The thought behind the art
For Beauchamp, the naming of the exhibition was important because it brings together their vastly different styles into one conversation.
“When it came up, I was shocked at how the works talk to each other. The one voice is loud, while the other is slightly toned down, which creates a circus,” he explained. The idea behind working together, Beauchamp said, came from a meeting of the two artists about three years ago at the FNB Joburg Art Fair, where people frequently mistook him for Mabulu. And there, the birth of this exhibition took place.
He explains that at the heart of this exhibition is the desire to raise alarm at the glossed-up country we’re in. “The context of South Africa, especially now, things are glossed-up but underneath things are burning.
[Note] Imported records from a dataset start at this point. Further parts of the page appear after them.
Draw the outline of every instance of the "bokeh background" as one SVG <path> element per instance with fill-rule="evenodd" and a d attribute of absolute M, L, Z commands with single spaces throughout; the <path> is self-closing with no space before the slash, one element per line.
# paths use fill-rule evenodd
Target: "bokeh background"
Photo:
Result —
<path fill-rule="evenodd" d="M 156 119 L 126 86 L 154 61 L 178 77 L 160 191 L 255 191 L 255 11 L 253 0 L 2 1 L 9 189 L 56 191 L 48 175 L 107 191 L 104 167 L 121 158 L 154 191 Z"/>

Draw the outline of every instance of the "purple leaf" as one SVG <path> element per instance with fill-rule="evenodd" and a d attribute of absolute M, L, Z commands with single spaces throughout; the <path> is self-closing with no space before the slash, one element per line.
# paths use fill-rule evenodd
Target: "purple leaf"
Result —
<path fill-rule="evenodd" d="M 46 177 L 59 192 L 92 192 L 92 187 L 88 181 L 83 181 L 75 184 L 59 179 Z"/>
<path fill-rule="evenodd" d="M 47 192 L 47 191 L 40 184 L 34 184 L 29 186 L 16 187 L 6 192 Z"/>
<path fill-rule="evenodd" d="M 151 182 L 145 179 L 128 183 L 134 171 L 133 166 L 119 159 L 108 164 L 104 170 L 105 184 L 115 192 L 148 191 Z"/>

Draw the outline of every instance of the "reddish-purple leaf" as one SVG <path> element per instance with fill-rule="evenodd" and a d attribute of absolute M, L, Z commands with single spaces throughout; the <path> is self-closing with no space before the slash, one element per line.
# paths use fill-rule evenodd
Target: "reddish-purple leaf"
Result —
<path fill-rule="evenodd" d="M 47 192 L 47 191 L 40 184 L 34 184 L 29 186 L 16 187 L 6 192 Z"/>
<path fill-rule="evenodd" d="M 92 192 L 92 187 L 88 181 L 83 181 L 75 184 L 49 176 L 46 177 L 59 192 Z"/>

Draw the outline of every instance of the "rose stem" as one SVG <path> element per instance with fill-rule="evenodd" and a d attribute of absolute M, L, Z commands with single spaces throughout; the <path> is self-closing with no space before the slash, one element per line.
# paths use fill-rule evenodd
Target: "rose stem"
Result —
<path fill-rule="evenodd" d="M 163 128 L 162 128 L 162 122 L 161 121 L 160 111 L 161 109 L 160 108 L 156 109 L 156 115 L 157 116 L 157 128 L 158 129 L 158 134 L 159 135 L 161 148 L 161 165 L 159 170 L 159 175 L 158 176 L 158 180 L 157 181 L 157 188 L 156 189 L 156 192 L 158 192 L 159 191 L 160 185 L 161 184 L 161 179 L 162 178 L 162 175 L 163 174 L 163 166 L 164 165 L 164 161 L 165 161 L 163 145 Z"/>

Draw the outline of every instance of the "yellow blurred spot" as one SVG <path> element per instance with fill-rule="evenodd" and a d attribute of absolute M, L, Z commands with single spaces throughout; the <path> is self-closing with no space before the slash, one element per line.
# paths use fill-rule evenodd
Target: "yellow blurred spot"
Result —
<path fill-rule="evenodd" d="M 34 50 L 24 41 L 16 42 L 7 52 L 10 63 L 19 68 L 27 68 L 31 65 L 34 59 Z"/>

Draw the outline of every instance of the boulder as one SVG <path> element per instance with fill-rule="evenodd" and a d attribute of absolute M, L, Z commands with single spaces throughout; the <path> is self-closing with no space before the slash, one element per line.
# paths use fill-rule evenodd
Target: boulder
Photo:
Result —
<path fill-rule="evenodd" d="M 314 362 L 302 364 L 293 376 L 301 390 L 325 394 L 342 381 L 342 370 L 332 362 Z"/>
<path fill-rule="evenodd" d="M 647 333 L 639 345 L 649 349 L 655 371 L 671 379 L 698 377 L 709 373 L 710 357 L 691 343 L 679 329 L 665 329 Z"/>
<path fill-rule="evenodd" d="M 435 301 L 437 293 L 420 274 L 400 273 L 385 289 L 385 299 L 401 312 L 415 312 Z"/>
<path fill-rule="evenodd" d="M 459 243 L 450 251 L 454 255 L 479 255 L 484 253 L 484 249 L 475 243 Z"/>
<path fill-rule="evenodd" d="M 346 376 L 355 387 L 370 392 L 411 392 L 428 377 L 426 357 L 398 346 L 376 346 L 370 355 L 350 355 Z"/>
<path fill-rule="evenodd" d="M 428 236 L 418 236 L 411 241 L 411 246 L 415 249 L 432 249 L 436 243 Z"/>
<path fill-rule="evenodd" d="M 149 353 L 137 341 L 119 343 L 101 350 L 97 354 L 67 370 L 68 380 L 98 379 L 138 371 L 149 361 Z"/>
People aren’t happy. And we all know why,” he said.
“The utopian view of how we should be, the exotic imaging of black people at the moment - in the arts scene that’s the in thing. All you need to do is pose there ka lepona (naked) next to flowers. These galleries are pushing these types of work. That’s why this exhibition is important: it’s about time that we cut this thing of glossing over truth,” he said.
For Mabulu, making these political statements in his art is part of his activism. He considers himself not an artist, but an institution, whose primary aim is to conscientise the masses. Explaining the artwork he said:
“We have here a pimp (Jacob Zuma), a prostitute (Nkosazana Dlamini-Zuma) and a whorehouse. The whorehouse is Luthuli House. It’s b#lls*it. We can’t beat about the bush. It takes a certain eye to see a whorehouse, a pimp and a prostitute because they put up certain facades that make them seem like us.
“We had that wolf (Zuma) and now he’s bringing in his alpha female from the pack to do his dirty work. Bear in mind these f*#kers understand the power of feminism and femininity. They are capitalising on this.They understand that right now what we need because patriarchy has done the biggest b*%llsh8t ever in the politics of the land, we need a female leader, but not her. Not a prostitute like that.”
One of Ayanda Mabulu's installations. Picture: Nhlanhla Phillips
“With all her accolades, there’s one thing that makes her who she is, she is the ex-wife of this bastard (Zuma). We have on this ballot box someone who is using her femininity as a flag.”
While Mabulu’s work maybe uncomfortable to deal with, having voices so bold and unapologetic through the exhibition may just be what the country requires at the moment to have an honest conversation.
* 'Freedom of eech' is on at the Kalashnikovv Gallery until October 22.